At this point, one thing seems to be well established: the new trends in the automotive industry, which increasingly include a virtual development cycle, offer a great opportunity in the development of new tires, and these new simulation systems will enable manufacturers to collaborate even more effectively with OE manufacturers. The ability to simulate different driving conditions means being able to virtually develop the dynamic performances of new tires.


Who is VI-grade

VI-grade is the leading provider of best-in-class software products and services for advanced applications in the field of system-level-simulation. Together with a network of selected partners, VI-grade also provides revolutionary turnkey solutions for static and dynamic driving simulation.

Established in 2005, VI-grade delivers innovative solutions to streamline the development process from concept to sign-off in the transportation industry, mainly automotive, aerospace, motorcycle, motorsports and railways. With offices located in Germany, Switzerland, Italy, UK, Japan, China, and the USA, and a worldwide channel network of more than 20 trusted partners, VI-grade is a dynamic and growing company with a highly skilled technical team.

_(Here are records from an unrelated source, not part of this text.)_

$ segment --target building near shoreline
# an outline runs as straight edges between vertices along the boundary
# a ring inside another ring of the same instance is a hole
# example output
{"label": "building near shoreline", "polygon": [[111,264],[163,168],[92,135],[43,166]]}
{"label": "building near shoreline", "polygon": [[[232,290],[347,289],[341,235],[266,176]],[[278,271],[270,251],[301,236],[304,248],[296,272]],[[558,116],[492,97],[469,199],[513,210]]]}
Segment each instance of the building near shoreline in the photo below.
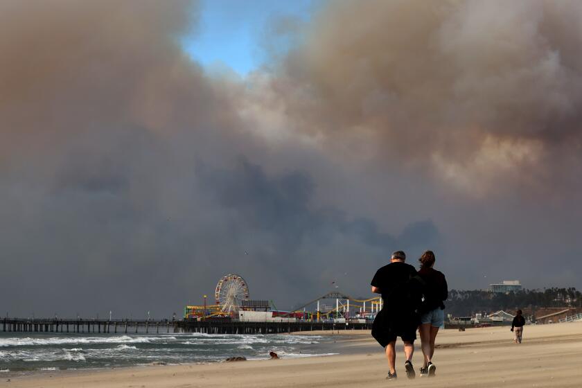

Since September 2018, VI-grade became part of Spectris, a FTSE 250 listed global conglomerate with 2017 sales of over 2 billion dollars and 9,800 employees, that conducts business in four major segments: materials analysis, test & measurement, in-line instruments and industrial controls and serves a broad range of industries ranging from automotive and aerospace to electronics, energy, mining and pharmaceutical. "Buying these types of simulators and working with us on a specific training program to optimize their work, will give our customers a clear competitive advantage" says Guido Bairati, vice president of sales and global marketing of VI-grade.


Simulators for everyone

However, driving simulators are not exclusive to development centres. In addition to professional products, such as those manufactured by VI-grade, there are other applications usually based on gaming software. Any of us can test them, to play games or to develop our own driving skills. A system of this type, for example, is currently in use at UniRacer, a company formed by a group of track engineers, which uses it to train its drivers. Another one, connected to the cockpit of a one-seat racer, is available at the Heaven Lab and used by many professional drivers. In many Italian cities, we find centres equipped with systems connected to driving seats where challenges can be organized between several participants.